Fid: A conical piece of wood or bone used to lock knots in rope eg. the rigging on a sailing ship.  Similar to a Marlinspike which is made of metal.


----------



## Sliverfox (Feb 27, 2021)

It seems  some time in my life I've seen a Fid,,just can't remember when or were.

Darn old age,, mind!


----------



## Aunt Marg (Feb 27, 2021)

Dear husband and I are just in the midst of rebuilding the fids on our sailboat.


----------



## Ruthanne (Feb 27, 2021)

Well, fid-dil-dee-dee!


----------



## Aunt Marg (Feb 27, 2021)

I wouldn't recommend taking the fid out of fiddle.


----------



## Pappy (Feb 27, 2021)

I fid the dogs...


----------



## Aunt Marg (Feb 27, 2021)

Pappy said:


> I fid the dogs...


What I want to know is, did you throw a _fid_ the other night, prompting you to pull out your collection of beetles and scatter them about your bed? 

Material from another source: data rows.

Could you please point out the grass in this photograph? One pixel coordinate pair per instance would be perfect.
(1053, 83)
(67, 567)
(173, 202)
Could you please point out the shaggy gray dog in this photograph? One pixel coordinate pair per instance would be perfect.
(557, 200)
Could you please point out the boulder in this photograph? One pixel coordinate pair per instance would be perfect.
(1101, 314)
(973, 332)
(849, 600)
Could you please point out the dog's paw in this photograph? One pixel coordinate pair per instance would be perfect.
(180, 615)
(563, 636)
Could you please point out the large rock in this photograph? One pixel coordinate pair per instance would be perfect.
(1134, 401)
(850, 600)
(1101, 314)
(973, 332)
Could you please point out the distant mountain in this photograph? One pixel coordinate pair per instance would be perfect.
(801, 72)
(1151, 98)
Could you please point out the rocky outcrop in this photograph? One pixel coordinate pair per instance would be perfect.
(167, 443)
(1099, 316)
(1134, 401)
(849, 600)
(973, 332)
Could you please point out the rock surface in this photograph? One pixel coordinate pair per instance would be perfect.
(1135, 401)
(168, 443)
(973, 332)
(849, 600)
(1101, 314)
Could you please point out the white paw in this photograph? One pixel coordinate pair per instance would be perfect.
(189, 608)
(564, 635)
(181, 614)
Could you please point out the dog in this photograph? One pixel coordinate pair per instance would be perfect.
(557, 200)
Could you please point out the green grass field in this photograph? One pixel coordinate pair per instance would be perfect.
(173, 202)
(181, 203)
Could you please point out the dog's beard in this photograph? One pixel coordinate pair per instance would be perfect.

https://www.seniorforums.com/thread...is-out-not-to-hard-really.57898/#post-1647763


----------



## Pappy (Feb 28, 2021)

Aunt Marg said:


> What I want to know is, did you throw a _fid_ the other night, prompting you to pull out your collection of beetles and scatter them about your bed?
> 
> https://www.seniorforums.com/thread...is-out-not-to-hard-really.57898/#post-1647763


No Aunt Marg. I gassed them up and they left on their own accord.


----------



## horseless carriage (Feb 28, 2021)

Sliverfox said:


> It seems  some time in my life I've seen a Fid,,just can't remember when or were.


Have you been to the UK? Or maybe you have the odd British coin, perhaps as a souvenir. Around the monarch's head you will see: "Fid. Def." On smaller coins, where space is limited, it's just F. D.
Fid. Def. is an abbreviation of the Latin phrase Fidei Defensor, which means 'Defender of the Faith', a title originally given to Henry VIII by the Pope for defending the Roman Catholic religion. When Henry created the Church of England he kept the title, referring it to the new religion.
In a twist of irony, Henry, although head of the protestant Church of England, never converted. He remained a Roman Catholic to his death.


----------



## RubyK (Feb 28, 2021)

When I buy a sailboat someday, I'll be sure the fids are in good condition.


----------